For more details about testing, see Suggestions for testing.
Move the container .sif file to staging
Since Apptainer .sif
files are routinely more than 1GB in size, we recommend that you transfer my-container.sif
to your /staging
directory.
It is usually easiest to move the container file directly to staging while still in the interactive build job:
mv my-container.sif /staging/$USER
If you do not have a /staging
directory, you can skip this step and the .sif
file will be automatically transferred back to the login server when you exit the interactive job.
We encourage you to request a /staging
directory, especially if you plan on running many jobs using this container.
See our Managing Large Data in Jobs guide for more information on using staging.
At this point, you can use the container in jobs, as described above.
Suggestions for testing
As always with the High Throughput system, we recommend submitting a single test job and confirming that your job behaves as expected. If there are issues with the job, you may need to modify your executable, or even (re)build your own container.
In an interactive job, run:
apptainer shell -e my-container.sif
The shell
command logs you into a terminal “inside” the container, with access to the libraries, packages, and programs that were installed in the container following the instructions in your image.def
file.
(The -e
option is used to prevent this terminal from trying to use the host system’s programs.)
While “inside” the container, try to run your program(s) that you installed in the container.
Typically it is easiest to try to print your program’s “help” text, e.g., my-program --help
.
If using a programming language such as python3
or R
, try to start an interactive code session and load the packages that you installed.
If you installed your program in a custom location, consider using ls
to verify the files are in the right location.
You may need to manually set the PATH
environment variable to point to the location of your program’s executable binaries.
For example,
export PATH=/opt/my-program/bin:$PATH
Consult the “Special Considerations” section of our Building an Apptainer Container guide for additional information on setting up and testing your container.
Also see the section below for how to fully emulate the behavior of an HTCondor job interactively.
More details about HTCondor and Apptainer
From the user’s perspective, a container job is practically identical to a regular job. The main difference is that instead of running on the execute point’s default operation system, the job is run inside the container.

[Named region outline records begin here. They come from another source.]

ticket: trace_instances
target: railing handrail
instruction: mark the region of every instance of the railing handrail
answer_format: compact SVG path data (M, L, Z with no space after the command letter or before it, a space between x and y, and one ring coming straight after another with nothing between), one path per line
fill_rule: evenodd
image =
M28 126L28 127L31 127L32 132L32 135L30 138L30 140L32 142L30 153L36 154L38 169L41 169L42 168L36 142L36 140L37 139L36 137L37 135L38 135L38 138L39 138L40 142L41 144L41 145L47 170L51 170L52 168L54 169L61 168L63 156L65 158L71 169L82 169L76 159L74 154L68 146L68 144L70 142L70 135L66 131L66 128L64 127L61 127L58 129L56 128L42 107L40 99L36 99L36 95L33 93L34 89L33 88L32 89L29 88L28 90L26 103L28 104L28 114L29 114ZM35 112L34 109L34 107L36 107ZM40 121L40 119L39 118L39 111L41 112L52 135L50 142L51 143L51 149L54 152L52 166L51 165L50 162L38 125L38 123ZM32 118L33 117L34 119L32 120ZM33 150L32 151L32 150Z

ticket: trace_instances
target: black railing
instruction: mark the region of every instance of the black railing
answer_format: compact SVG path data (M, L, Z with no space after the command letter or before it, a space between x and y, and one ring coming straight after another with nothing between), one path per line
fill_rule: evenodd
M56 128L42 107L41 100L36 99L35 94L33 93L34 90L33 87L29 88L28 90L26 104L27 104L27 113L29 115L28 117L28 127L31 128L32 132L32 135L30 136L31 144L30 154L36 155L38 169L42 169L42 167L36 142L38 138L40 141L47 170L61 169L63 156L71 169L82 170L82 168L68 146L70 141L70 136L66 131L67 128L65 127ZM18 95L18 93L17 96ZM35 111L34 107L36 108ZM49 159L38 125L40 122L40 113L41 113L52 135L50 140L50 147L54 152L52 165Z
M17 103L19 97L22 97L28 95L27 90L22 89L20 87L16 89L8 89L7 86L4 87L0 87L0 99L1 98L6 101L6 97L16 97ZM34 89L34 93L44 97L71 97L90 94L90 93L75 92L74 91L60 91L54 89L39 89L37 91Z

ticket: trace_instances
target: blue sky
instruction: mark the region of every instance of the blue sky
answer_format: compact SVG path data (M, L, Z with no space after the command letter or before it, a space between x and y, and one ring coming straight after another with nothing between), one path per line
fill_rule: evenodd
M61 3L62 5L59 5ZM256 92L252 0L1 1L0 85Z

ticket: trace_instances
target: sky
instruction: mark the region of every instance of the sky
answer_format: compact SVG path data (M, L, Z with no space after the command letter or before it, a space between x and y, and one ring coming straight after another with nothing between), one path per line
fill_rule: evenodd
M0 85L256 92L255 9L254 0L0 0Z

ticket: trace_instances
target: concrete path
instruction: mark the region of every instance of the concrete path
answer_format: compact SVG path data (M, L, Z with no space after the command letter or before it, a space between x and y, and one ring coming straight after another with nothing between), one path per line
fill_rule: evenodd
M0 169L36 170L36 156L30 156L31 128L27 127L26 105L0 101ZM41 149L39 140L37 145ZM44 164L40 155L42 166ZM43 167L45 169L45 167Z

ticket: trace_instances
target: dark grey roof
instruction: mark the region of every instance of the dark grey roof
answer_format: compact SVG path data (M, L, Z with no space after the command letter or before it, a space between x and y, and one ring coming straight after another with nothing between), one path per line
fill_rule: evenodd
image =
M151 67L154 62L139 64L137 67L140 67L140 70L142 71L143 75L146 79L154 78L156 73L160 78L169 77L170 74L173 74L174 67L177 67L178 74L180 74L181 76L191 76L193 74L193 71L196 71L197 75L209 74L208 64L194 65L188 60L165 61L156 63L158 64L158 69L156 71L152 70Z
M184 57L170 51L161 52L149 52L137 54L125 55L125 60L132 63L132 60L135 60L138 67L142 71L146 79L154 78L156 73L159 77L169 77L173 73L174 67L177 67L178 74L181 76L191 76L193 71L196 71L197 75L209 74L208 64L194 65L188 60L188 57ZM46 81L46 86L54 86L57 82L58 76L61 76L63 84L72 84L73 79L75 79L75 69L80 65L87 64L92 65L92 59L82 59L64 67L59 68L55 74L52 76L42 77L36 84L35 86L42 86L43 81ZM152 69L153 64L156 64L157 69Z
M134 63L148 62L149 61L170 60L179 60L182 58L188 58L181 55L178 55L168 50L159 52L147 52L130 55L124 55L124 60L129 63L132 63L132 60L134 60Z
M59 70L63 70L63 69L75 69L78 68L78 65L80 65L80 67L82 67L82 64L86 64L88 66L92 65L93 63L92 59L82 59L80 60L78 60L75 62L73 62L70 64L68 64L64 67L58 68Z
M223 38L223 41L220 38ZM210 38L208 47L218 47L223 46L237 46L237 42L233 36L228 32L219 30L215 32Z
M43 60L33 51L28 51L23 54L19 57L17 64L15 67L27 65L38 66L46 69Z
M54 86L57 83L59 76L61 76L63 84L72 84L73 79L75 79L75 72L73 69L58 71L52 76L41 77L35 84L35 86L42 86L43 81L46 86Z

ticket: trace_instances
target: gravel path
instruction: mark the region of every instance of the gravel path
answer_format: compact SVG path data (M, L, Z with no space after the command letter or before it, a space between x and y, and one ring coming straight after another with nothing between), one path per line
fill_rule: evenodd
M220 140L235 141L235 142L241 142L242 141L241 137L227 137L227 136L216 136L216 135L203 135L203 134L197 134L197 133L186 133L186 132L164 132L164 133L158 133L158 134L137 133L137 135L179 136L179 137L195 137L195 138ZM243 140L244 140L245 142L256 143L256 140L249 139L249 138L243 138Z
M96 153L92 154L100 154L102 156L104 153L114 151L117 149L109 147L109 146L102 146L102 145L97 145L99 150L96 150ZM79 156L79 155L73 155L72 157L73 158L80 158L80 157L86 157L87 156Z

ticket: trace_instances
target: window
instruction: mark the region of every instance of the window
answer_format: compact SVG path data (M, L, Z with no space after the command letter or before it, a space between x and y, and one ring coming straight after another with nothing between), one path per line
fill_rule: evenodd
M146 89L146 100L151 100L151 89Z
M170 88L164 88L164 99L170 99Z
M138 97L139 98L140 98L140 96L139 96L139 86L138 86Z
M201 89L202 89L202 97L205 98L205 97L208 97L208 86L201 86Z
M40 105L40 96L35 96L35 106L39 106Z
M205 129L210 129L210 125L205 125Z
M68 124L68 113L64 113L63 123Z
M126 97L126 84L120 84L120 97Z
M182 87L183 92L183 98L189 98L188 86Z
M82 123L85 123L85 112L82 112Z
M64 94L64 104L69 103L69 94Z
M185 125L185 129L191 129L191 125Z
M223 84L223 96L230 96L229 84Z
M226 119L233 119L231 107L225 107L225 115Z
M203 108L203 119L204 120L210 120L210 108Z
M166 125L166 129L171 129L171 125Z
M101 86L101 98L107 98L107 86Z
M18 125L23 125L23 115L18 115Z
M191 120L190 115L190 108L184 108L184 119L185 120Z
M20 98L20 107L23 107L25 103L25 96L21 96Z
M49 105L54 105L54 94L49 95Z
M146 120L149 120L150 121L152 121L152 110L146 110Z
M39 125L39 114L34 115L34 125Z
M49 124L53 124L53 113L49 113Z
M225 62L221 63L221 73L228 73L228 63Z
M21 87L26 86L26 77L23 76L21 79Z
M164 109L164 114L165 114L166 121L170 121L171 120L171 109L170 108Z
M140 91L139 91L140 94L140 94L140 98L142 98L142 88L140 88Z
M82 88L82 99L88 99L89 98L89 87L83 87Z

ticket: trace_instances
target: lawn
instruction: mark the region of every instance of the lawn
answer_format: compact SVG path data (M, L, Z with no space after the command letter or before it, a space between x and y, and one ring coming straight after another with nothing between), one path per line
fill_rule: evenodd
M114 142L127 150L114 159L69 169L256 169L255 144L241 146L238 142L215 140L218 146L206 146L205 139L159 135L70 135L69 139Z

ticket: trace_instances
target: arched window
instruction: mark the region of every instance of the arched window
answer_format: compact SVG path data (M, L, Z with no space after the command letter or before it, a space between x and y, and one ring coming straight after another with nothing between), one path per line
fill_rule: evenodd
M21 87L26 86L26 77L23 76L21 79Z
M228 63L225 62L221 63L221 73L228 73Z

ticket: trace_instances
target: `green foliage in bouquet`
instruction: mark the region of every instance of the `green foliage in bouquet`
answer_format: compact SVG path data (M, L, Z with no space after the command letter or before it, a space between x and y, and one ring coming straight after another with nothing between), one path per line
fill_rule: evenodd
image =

When you submit a job to HTCondor using a submit file with container_image
set, HTCondor automatically handles the process of obtaining and running the container. You do not need to include any apptainer
commands in your executable
file. The process looks roughly like
- Claim machine that satisifies submit file requirements
- Pull (or transfer) the container image
- Transfer input files, executable to working directory
- Run the executable script inside the container, as the submit user, with key directories mounted inside (such as the working directory, /staging directories, etc.)
- Transfer output files back to the submit server
For testing purposes, you can replicate the behavior of a container job with the following command.
First, start an interactive job.
Then run this command but change my-container.sif
and myExecutable.sh
to the names of the .sif
and .sh
files that you are using:
apptainer exec \
--scratch /tmp \
--scratch /var/tmp \
--workdir $(pwd) \
--pwd $(pwd) \
--bind $(pwd) \
--no-home \
--containall \
my-container.sif \
/bin/bash myExecutable.sh 1> job.out 2> job.err
The container image can be placed in multiple locations in CHTC and still used in the job.
If the .sif
file is located on the login server, you can use
container_image = my-container.sif
although we generally don’t recommend this, since .sif
files are large and should instead be located in staging.
Therefore, we recommend using
container_image = file:///staging/path/to/my-container.sif
If you are using want_campus_pools
or want_ospool
as described in our Scale Beyond Local HTC Capacity guide, then you should instead use:
container_image = osdf:///chtc/staging/path/to/my-container.sif
to enable transferring of the .sif
file via the OSDF to compute capacity beyond CHTC.